Artigo Acesso aberto Produção Nacional Revisado por pares

Volumetric capnography for the evaluation of chronic airways diseases

2014; Dove Medical Press; Linguagem: Inglês

10.2147/copd.s62886

ISSN

1178-2005

Autores

Marcos Mello Moreira, Liliani de Fátima Veronez, Mônica Corso Pereira, Sílvia Silva, Eduardo Mello De Capitani, Ilma Aparecida Paschoal, Luisa Barcaui,

Tópico(s)

Asthma and respiratory diseases

Resumo

Background: Obstructive lung diseases of different etiologies present with progressive peripheral airway involvement.

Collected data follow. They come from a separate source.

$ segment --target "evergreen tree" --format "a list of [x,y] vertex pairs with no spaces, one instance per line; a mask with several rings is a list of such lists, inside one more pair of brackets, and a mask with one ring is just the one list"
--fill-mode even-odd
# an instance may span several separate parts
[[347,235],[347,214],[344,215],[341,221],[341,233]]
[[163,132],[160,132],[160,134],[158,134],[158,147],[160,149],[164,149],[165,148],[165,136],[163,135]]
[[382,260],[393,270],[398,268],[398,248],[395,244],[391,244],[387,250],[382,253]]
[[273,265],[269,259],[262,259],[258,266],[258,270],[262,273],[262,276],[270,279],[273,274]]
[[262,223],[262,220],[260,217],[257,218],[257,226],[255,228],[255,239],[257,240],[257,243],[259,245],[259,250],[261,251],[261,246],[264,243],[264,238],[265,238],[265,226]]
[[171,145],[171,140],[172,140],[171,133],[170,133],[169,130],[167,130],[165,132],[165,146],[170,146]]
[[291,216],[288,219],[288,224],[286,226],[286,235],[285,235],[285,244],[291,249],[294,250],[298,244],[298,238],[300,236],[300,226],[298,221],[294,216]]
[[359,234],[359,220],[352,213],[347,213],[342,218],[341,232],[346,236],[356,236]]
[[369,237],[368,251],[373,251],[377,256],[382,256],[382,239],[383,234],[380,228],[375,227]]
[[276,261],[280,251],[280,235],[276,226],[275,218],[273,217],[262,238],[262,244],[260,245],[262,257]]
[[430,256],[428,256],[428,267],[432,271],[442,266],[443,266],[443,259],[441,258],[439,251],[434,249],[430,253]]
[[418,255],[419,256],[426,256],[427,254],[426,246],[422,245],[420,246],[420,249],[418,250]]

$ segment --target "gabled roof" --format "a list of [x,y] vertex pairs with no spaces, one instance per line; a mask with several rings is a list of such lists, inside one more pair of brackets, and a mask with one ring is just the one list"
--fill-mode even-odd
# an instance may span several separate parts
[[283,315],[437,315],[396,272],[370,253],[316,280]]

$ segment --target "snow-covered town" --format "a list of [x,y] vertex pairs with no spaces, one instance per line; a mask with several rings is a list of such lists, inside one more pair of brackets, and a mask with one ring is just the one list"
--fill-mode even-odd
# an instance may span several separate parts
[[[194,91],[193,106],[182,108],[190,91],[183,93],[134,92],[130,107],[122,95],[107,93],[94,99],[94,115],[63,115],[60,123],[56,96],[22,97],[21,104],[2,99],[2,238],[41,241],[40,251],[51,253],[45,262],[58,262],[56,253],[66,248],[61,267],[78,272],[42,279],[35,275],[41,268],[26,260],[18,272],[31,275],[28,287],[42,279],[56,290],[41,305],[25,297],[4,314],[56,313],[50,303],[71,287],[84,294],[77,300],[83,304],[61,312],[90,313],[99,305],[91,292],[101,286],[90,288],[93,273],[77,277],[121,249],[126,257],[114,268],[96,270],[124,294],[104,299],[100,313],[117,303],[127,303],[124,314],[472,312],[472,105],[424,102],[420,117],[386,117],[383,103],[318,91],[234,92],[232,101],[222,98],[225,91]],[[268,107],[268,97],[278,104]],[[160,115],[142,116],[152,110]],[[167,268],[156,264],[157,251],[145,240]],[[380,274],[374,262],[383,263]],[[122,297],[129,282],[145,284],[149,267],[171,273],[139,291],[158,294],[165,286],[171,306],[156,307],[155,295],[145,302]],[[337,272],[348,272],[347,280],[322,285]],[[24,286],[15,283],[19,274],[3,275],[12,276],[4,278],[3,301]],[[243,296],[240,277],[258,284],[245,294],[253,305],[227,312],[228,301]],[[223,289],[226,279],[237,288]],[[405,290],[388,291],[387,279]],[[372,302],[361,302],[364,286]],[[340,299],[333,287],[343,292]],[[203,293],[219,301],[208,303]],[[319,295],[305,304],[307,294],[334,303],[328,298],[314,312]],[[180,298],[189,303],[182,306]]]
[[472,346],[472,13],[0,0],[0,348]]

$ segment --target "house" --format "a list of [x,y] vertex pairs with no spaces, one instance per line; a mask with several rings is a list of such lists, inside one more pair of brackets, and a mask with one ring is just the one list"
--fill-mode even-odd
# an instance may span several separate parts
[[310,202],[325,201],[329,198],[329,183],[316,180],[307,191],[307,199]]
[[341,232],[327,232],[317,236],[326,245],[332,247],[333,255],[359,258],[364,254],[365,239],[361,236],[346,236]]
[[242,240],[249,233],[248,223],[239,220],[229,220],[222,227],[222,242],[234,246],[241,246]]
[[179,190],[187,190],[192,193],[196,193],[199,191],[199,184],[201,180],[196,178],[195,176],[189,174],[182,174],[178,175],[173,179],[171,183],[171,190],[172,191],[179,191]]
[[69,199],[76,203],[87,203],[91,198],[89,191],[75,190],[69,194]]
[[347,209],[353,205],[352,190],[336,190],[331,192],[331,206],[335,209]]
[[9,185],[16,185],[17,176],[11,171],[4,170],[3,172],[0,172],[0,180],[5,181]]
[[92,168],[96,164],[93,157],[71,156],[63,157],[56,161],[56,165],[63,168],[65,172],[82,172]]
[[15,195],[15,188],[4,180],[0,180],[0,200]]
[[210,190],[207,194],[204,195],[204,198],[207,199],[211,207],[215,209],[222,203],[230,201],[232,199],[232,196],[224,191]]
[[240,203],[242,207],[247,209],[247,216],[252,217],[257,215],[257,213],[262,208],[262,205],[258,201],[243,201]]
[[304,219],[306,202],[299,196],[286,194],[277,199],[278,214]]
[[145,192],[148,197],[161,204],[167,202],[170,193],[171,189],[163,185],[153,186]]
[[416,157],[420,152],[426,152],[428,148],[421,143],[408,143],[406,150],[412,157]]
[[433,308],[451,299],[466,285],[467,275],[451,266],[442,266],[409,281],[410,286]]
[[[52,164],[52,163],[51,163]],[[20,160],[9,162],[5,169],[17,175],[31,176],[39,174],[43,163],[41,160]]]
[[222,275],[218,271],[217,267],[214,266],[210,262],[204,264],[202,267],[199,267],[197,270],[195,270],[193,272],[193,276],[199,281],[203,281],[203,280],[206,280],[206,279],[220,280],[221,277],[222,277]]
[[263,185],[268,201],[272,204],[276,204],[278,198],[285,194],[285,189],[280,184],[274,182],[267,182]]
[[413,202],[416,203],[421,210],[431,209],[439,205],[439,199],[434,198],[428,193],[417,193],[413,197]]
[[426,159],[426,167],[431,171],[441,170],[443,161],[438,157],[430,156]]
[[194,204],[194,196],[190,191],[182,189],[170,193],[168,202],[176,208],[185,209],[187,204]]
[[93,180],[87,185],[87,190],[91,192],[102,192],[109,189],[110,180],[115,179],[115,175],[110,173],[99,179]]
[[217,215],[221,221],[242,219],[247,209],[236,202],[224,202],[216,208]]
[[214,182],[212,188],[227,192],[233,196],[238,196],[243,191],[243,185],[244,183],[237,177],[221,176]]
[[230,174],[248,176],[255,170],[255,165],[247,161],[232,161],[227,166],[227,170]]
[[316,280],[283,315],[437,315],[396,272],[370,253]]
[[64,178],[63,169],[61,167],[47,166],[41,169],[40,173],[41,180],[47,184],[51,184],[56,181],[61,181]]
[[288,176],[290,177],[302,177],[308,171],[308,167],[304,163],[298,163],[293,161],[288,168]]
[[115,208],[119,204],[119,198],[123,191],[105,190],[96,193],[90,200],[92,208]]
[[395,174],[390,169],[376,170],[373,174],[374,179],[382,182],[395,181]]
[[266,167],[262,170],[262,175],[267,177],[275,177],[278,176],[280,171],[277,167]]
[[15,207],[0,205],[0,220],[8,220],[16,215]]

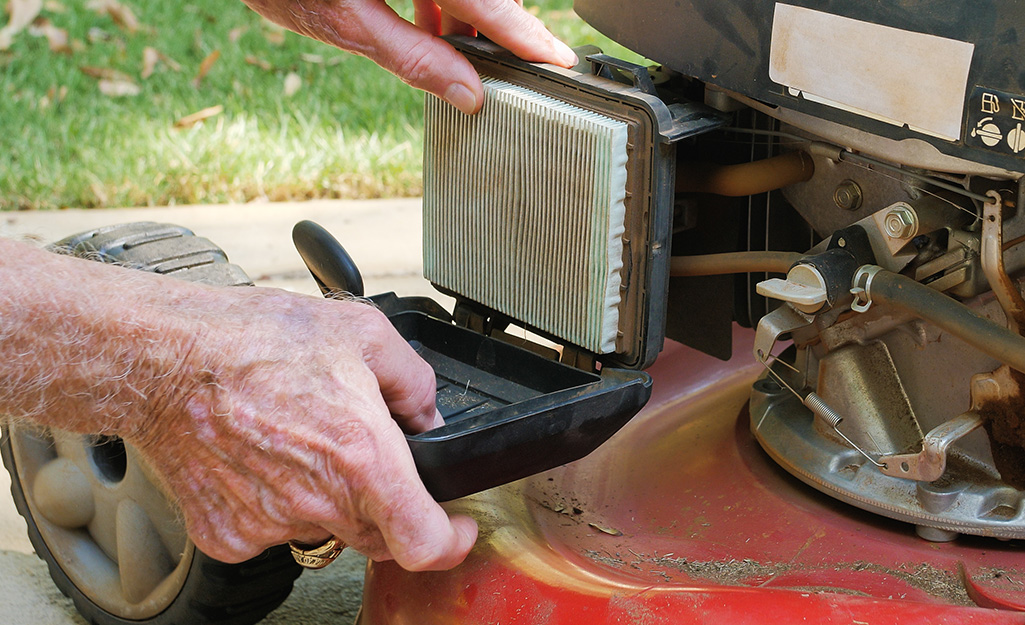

The peripheral airways, known as the silent lung zone, are not adequately evaluated with conventional function tests. The principle of gas washout has been used to detect pulmonary ventilation inhomogeneity and to estimate the location of the underlying disease process. Volumetric capnography (VC) analyzes the pattern of CO 2 elimination as a function of expired volume. Objective: To measure normalized phase 3 slopes with VC in patients with non-cystic fibrosis bronchiectasis (NCB) and in bronchitic patients with chronic obstructive pulmonary disease (COPD) in order to compare the slopes obtained for the groups. Methods: NCB and severe COPD were enrolled sequentially from an outpatient clinic (Hospital of the State University of Campinas). A control group was established for the NCB group, paired by sex and age. All subjects performed spirometry, VC, and the 6-Minute Walk Test (6MWT). Two comparisons were made: NCB group versus its control group, and NCB group versus COPD group. The project was approved by the ethical committee of the institution. Statistical tests used were Wilcoxon or Student's t -test; P <0.05 was considered to be a statistically significant difference. Results: Concerning the NCB group (N=20) versus the control group (N=20), significant differences were found in body mass index and in several functional variables (spirometric, VC, 6MWT) with worse results observed in the NCB group. In the comparison between the COPD group (N=20) versus the NCB group, although patients with COPD had worse spirometric and 6MWT values, the capnographic variables mean phase 2 slope (Slp2), mean phase 3 slope normalized by the mean expiratory volume, or mean phase 3 slope normalized by the end-tidal CO 2 concentration were similar. Conclusion: These findings may indicate that the gas elimination curves are not sensitive enough to monitor the severity of structural abnormalities. The role of normalized phase 3 slope may be worth exploring as a more sensitive index of small airway disease, even though it may not be equally sensitive in discriminating the severity of the alterations. Keywords: volumetric capnography, spirometry, bronchiectasis, 6MWT, bronchitis

Referência(s)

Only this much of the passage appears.